Christopher Browne wrote:

>david at codepoets.co.uk writes:
>  
>
>>I've not had a chance to look in detail at the slony replication software,
>>however I was hoping someone could answer the following :
>>
>>
>>One master postgresql database, which client postgresql's sync with. This
>>essentially gives you one central repository, and allowing clients to work
>>offline if needs be.
>>
>>
>>The client postgresql's may not be online all the time, so some sort of manual
>>sync would need to be initiated.
>>
>>
>>Some questions :
>>
>>1) Is it possible to sync on demand (therefore allowing the clients to be
>>disconnected from the network for extended periods of time?)
>>    
>>
>
>Yes, that certainly works.
>
>I had the interesting situation yesterday of setting up two Rather
>Large subscribers.  I discovered the "idiosyncracy" that Slony-I can't
>cope with populating two subscribers from the same node at the same
>time.  (I can think of a possible workaround if you have multiple
>nodes populated, but I'm in "bootstrapping" mode, at present...)
>
>One of the "children" took several hours to load; the second one
>couldn't even _start_ until after that.
>
>And the "master" node was still undergoing updates throughout the
>whole time.  It had to collect up those updates, and store them until
>such time as both subscribers were ready to accept them.
>
>  
>
>>2) Can the clients/slaves be updated? Or is it strictly read only access from
>>the slave?
>>    
>>
>
>Strictly read-only access.
>
>Looking at a table on a subscribing node:
>
>appschema=# \d app_object_status
>                                Table "public.app_object_status"

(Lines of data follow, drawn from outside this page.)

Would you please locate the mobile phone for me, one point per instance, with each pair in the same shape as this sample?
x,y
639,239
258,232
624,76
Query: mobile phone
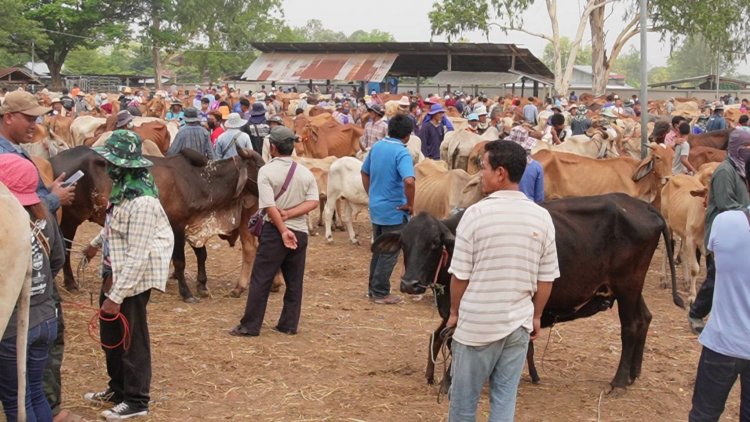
x,y
72,179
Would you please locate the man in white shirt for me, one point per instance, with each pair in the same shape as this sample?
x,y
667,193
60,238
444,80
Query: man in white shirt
x,y
503,266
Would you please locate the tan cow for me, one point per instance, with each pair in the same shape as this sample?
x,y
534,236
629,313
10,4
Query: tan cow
x,y
686,216
440,191
573,175
323,136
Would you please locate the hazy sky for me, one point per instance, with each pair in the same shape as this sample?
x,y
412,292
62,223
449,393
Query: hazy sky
x,y
407,20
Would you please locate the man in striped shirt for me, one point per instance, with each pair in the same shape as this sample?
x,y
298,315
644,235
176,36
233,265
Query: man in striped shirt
x,y
503,266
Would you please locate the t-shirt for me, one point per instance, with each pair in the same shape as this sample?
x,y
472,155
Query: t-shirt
x,y
388,164
728,328
680,150
301,188
504,245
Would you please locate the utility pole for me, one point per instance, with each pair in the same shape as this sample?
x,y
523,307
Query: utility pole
x,y
644,80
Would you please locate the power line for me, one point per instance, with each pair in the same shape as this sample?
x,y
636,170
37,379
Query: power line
x,y
184,51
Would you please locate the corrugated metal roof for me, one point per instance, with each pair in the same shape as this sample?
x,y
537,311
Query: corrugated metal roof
x,y
292,67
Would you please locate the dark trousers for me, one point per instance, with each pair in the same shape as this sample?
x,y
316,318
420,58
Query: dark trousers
x,y
52,377
702,305
716,376
382,264
271,256
39,341
129,370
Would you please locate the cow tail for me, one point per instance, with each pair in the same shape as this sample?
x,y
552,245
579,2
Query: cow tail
x,y
669,250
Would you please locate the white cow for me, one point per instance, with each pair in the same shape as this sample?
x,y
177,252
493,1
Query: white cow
x,y
345,183
15,280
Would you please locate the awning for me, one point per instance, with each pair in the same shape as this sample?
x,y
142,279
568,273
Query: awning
x,y
482,78
294,67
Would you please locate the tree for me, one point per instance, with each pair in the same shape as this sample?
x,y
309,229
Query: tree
x,y
58,26
548,56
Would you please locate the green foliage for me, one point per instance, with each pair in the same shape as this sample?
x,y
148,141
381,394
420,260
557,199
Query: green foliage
x,y
583,56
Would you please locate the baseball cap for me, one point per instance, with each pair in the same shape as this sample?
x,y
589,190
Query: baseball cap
x,y
22,102
20,176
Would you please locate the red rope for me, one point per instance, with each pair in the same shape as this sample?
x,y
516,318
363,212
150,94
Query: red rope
x,y
98,315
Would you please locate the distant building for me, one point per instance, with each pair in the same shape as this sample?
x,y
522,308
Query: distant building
x,y
583,79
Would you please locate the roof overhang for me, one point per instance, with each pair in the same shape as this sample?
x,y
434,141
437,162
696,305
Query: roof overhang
x,y
295,67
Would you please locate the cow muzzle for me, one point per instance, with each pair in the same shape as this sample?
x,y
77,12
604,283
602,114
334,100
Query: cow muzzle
x,y
412,287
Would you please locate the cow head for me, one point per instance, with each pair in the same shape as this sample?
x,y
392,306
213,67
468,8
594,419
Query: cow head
x,y
423,241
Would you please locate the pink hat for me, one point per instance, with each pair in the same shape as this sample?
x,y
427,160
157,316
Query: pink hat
x,y
21,177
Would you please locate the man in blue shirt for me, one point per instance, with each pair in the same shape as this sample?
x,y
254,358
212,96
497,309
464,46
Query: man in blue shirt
x,y
725,340
388,177
17,122
716,121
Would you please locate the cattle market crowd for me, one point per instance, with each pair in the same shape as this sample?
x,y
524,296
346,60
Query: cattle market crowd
x,y
485,196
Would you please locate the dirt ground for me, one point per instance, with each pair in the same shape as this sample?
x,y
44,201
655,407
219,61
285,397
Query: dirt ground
x,y
356,361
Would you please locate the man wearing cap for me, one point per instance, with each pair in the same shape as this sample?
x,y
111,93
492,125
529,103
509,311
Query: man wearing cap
x,y
716,121
283,241
728,190
192,135
257,126
17,124
175,113
433,131
137,244
375,129
232,137
388,178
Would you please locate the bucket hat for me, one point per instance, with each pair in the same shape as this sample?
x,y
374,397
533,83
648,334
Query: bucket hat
x,y
124,149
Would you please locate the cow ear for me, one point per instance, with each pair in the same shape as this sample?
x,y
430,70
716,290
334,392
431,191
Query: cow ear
x,y
387,243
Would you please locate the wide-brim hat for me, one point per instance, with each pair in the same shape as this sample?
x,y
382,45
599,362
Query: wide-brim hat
x,y
124,149
375,108
234,121
258,110
437,108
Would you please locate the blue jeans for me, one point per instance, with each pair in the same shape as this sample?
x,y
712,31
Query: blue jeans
x,y
501,362
716,376
382,264
40,339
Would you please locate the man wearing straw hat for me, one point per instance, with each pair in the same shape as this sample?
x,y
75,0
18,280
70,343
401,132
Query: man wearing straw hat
x,y
137,242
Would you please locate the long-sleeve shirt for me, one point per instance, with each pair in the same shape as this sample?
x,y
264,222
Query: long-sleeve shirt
x,y
194,137
728,191
432,136
532,182
48,198
140,243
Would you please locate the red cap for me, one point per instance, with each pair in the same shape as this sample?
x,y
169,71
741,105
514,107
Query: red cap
x,y
21,177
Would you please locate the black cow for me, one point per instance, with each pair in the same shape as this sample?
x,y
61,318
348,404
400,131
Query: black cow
x,y
604,243
190,189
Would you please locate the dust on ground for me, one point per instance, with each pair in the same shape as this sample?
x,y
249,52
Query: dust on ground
x,y
356,361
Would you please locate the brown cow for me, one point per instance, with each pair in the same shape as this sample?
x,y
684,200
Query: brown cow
x,y
323,137
573,175
700,155
202,201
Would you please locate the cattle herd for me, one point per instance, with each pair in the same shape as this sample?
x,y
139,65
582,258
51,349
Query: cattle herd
x,y
610,207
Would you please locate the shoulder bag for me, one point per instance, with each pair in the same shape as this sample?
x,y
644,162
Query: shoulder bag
x,y
255,225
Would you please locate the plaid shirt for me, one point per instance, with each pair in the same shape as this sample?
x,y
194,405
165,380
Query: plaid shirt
x,y
140,243
373,133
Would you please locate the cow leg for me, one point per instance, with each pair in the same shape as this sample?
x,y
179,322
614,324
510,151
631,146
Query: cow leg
x,y
633,326
530,362
201,255
69,229
432,351
347,217
178,260
640,344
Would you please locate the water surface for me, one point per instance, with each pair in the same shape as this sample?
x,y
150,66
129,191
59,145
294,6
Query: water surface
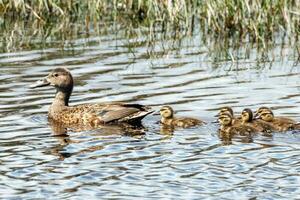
x,y
184,164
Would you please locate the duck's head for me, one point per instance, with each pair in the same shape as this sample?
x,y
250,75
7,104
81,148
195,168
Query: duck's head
x,y
265,114
247,115
60,78
225,110
261,110
225,119
166,112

>  Column   |         Type          |                          Modifiers                          
>-----------+-----------------------+-------------------------------------------------------------
> object_id | integer               | not null
> status    | integer               | not null
> reason    | character varying(64) | 
> _rserv_ts | integer               | not null default nextval('_rserv_app_doma_stat_seq_'::text)
>Indexes:
>    "app_object_status_pkey" primary key, btree (object_id, status)

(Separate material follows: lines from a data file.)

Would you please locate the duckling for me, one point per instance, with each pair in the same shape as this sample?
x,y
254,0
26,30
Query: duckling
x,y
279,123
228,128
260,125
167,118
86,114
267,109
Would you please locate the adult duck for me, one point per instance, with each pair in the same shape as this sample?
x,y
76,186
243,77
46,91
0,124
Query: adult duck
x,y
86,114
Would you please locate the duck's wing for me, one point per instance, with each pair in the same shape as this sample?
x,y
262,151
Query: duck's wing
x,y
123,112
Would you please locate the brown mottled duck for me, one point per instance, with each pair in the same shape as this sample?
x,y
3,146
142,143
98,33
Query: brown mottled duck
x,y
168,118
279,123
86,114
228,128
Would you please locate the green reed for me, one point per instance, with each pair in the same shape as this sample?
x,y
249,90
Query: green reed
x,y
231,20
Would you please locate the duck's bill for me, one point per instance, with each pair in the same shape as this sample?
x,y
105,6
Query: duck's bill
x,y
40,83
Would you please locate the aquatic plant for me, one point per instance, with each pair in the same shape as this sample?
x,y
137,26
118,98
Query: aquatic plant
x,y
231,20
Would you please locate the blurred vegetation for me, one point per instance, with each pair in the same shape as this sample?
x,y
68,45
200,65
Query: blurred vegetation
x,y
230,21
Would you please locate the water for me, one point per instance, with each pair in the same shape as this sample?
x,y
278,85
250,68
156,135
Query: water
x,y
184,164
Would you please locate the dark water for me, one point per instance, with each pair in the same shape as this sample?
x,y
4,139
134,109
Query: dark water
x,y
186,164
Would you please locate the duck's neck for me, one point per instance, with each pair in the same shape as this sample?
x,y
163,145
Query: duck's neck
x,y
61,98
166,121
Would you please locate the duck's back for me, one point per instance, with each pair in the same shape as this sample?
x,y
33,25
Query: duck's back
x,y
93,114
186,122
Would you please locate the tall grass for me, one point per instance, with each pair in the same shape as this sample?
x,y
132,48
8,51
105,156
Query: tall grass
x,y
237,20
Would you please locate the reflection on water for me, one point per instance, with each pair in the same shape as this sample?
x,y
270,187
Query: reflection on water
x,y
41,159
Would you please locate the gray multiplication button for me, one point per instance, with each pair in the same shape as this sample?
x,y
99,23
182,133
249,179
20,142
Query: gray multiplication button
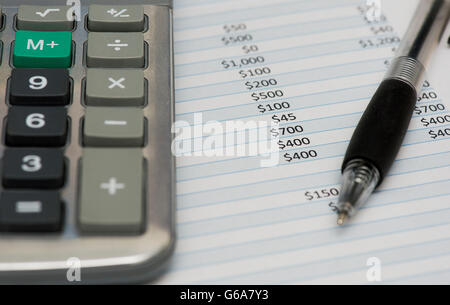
x,y
115,50
115,87
112,195
112,127
45,18
116,18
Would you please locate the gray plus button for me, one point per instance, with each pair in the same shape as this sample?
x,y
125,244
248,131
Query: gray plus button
x,y
111,197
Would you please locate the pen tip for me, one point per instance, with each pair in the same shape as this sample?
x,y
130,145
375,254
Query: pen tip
x,y
342,217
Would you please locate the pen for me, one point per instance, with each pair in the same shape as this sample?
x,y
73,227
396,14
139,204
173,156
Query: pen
x,y
378,137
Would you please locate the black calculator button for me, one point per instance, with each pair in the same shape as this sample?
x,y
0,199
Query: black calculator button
x,y
33,168
30,211
36,126
39,87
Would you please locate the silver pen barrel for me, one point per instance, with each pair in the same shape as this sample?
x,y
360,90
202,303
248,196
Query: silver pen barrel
x,y
421,38
388,115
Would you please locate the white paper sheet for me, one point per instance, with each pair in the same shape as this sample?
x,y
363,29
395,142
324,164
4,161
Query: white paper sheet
x,y
240,223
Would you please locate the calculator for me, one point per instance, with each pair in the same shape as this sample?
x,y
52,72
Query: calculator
x,y
87,172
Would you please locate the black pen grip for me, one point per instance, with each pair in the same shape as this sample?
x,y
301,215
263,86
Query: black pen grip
x,y
382,128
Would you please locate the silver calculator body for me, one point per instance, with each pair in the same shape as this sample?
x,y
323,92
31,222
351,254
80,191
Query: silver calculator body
x,y
70,256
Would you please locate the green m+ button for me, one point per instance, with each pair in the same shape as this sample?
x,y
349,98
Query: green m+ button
x,y
35,49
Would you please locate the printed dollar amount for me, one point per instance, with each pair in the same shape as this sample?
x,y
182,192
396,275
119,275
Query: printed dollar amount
x,y
321,194
299,156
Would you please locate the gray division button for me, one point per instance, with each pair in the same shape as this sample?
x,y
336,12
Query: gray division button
x,y
115,50
44,18
116,18
112,194
115,87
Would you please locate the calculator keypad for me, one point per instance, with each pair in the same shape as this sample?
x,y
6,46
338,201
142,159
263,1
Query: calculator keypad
x,y
40,49
44,18
41,168
114,127
39,87
115,87
87,111
112,191
36,126
115,50
116,18
30,211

>    "_rserv_app_obj_stat_idx" unique, btree (_rserv_ts)
>Triggers:
>    _appschema_denyaccess_6 BEFORE INSERT OR DELETE OR UPDATE ON app_object_status FOR EACH ROW EXECUTE PROCEDURE _appschema.denyaccess('_appschema')
>
>appschema=# 
>
>That trigger rejects updates to the table.
>
>  
>
>>3) Is it two way replication?
>>    
>>
>
>Based on the answer to #2, obviously not.
>
>  
>
>>4) Would it be possible to sync a portion of the database (e.g. all records
>>belonging to a client) ?
>>    
>>
>
>Slony-I syncs tables.  If you modelled your database so as to separate
>some clients out to separate tables, then yes, you could sync just a
>portion.
>
>  
>
>>5) Is there a limit to the number of clients? (Probably talking in the region of
>>500-1000 clients)
>>    
>>
>
>This has the feel of "going further than intended."  I hesitate to
>call it "impossible," but I wouldn't want to be responsible for
>keeping any promises about a project to do so...
>
>  
>
>>I'm looking for a solution which would allow users to work offline,
>>and update when dialed up online. Hence the idea of running postgres
>>locally, and syncing with a remote central server when it's
>>availble.
>>    
>>
>
>What you're describing sounds a whole lot like the model in Lotus
>Notes.  That's a fair bit different from the intent of Slony-I.  I
>don't think it really fits.  There are plans for there to be a
>"Slony-II" that would offer some form of "multimaster" support; in
>that it starts with Slony-I as the basis for the "initial sync," I
>wouldn't expect it to help for your situation, alas.
>
>Jan mentioned in his preliminary papers when planning Slony-I that
>there are a number of quite different models to replication, and the
>scenario you're describing looks like an excellent example of this.
>
>What you realistically need is a server-side application that has an
>operating model more akin to the way a PalmPilot does "syncs" between
>the unit you carry in your pocket and the desktop.  
>
>Doing that in some "generic" way with a set of databases (e.g. - where
>there's a replication framework intended to be reused for different
>applications) would be an excellent project that, regrettably, happens
>to be extremely different from Slony-I.  
>
>The issues are different; the challenges would be different; I think
>it would be a fascinating project.  But it's not Slony :-(.